Avanza la noche y con ella uno a uno los visitantes se retiran a descansar, es momento de reposar un poco para recuperar las suficientes fuerzas e iniciar antes de los primeros rayos del sol, lo que será la última etapa para llegar al templo, en un recorrido de media hora entre zacatal y rocas. Dadas las cinco de la mañana emprendemos la marcha, la vista se torna espectacular, pues se observa sobre la planicie de zacate la sombra de uno que otro pino que genera la luz de la luna llena y las estrellas, las cuales también nos sirven para iluminar los tramos rocosos que hay que atravesar para llegar a la cima.

(c) Alicia V. Tolentino Sanjuán y Raúl Alva Durán

Estamos al pie de una vereda rodeada por dos largas líneas de piedras, se trata de los restos de los dos muros que delimitaban la calzada de 152 metros de largo y que describen los cronistas e investigadores que han visitado este lugar. Al final hay dos grandes estructuras rectangulares, una dentro de la otra, es el gran templo del dios Tláloc, considerado la estructura ceremonial más grande del México prehispánico en los volcanes.

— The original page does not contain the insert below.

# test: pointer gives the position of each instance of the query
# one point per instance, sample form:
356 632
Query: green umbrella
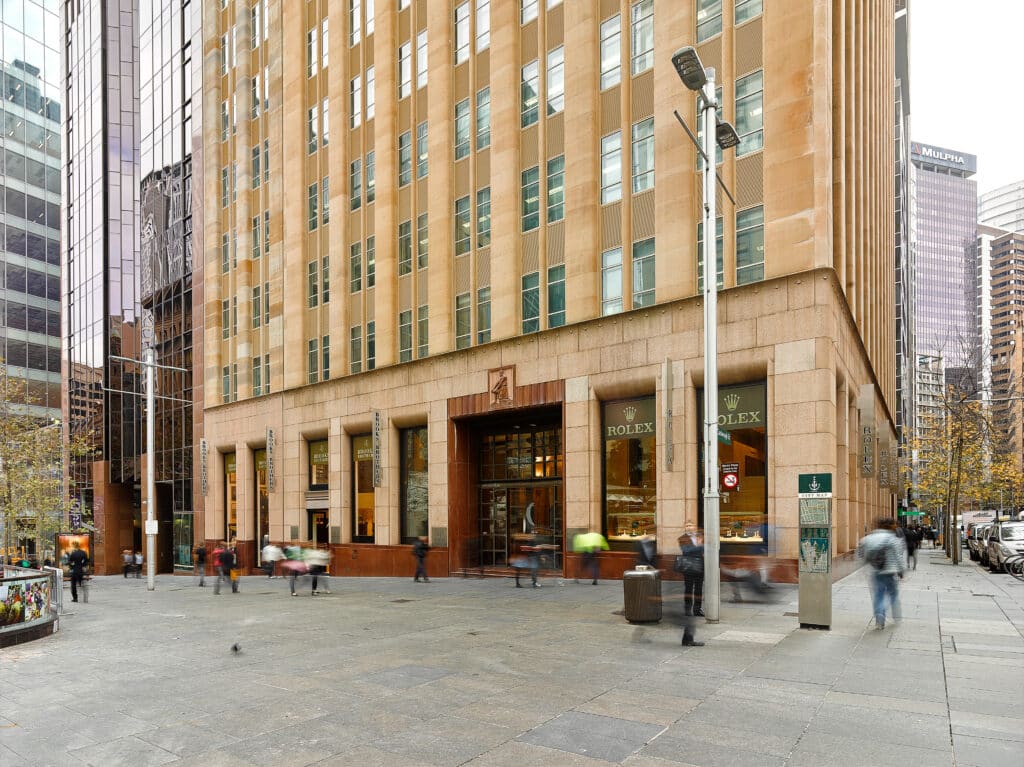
588 541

Comienza a clarear el día que trae consigo la vista del paisaje, hacia el sur está la Iztaccihuatl y el Popocatépetl, hacia el oeste la Ciudad de México y al fondo en el horizonte el Ajusco y el Nevado de Toluca, hacia el norte el gran valle de Teotihuacan y hacia el este el fenómeno de la montaña fantasma. Ya todos colocados en las partes más altas del templo, observamos la salida del sol, la cual en este año sale hacia la derecha del pico más alto, que corresponde a la Malinche. La montaña fantasma es un fenómeno, una ilusión que hace parecer una sola al Cofre de Perote, al Pico de Orizaba y a la Sierra Negra, localizadas en el Estado de Veracruz y a la Malinche en el Estado de Tlaxcala y Puebla, la cual abarca la mayor parte del paisaje provocado por la salida del sol en esa dirección; transcurridos algunos minutos, ya que se separa el sol de la cumbre de la montaña, se observa la sombra del monte Tláloc, sobre la Ciudad de México.

(c) Alicia V. Tolentino Sanjuán y Raúl Alva Durán

Hacemos entonces conciencia y reflexión a cerca de las narraciones del cronista Alva Ixtlilxóchitl que nos refiere a este punto, desde el cual el caudillo de los chichimecas Xóloc, a la caída de Tula observó y planeó la dominación y conquista de lo que rodeó alguna vez este lugar; su hijo Nopaltzin, al igual que él, subió a este lugar, para desde aquí apropiarse de la región que ahora se denomina Valle de Chalco, según nos dice el mito.

Para este momento ya salió el sol en su totalidad, lo cual aprovechamos para sacudir un poco el cansancio; y reposar mientras los rayos iluminan y generan una gama de colores en el horizonte, nadie repara en la caminata y el clima helado, pues bien ha valido la pena el viaje que nos permitió conocer uno de los tantos majestuosos rincones de México.